Decreased level of RASSF6 in sporadic colorectal cancer and its anti-tumor effects both in vitro and in vivo.

// Erfei Chen 1, 2 , Fangfang Yang 1 , Hongjuan He 1, 2 , Lei Lei 1, 2 , Ruitao Liu 1, 2 , Le Du 1, 2 , Jing Dong 1, 2 , Meng Wang 1, 2 , Jin Yang 1, 2 1 School of Life Sciences, Northwest University, Xi’an, P.R. China 2 Institute of Preventive Genomic Medicine, Xi’an, P.R. China Correspondence to: Jin Yang, e-mail: yangjin@nwu.edu.cn Keywords: sporadic colorectal cancer, RASSF6, proliferation, apoptosis, loss-of-function mutation Received: November 14, 2015      Accepted: February 11, 2016      Published: March 02, 2016 ABSTRACT Ras-association domain family protein 6 (RASSF6) is a member of tumor suppressor RASSFs family with a wide range of function from RAS interaction, Hippo signaling involvement to cell cycle and apoptosis regulation.

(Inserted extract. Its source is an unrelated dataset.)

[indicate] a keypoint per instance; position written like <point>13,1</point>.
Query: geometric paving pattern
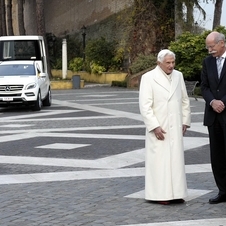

RASSF6 is reported inactivated in various types of cancer. However, whether RASSF6 is associated with colorectal cancer and the underlying mechanisms have yet to be investigated. In our previous exome sequencing study, we found a somatic loss-of-function (LoF) mutation in RASSF6 in one sporadic colorectal cancer (sCRC) patient, and two missense mutations in deep sequencing group of sCRC samples, implying the possibility that RASSF6 may be involved in the pathogenesis of sCRC. In this study, we demonstrate that RASSF6 acts as a tumor suppressor in colon cancer cells. Decreased level of RASSF6 was observed in adenocarcinoma compared to normal tissues, especially in advanced tumor cases. Further experiments showed exogenous introduction of RASSF6 into LoVo cells suppressed cell proliferation, migration, invasion, and induced apoptosis in vitro as well as tumor growth in vivo . In contrast, knockdown of RASSF6 in HT-29 cells showed the opposite effects. Taken together, our results suggest, in addition to epigenetics changes, functional somatic mutations may also contribute to the downregulation of RASSF6 and further participate in the pathogenesis of sCRC. RASSF6 may serve as a novel candidate against tumor growth for sCRC.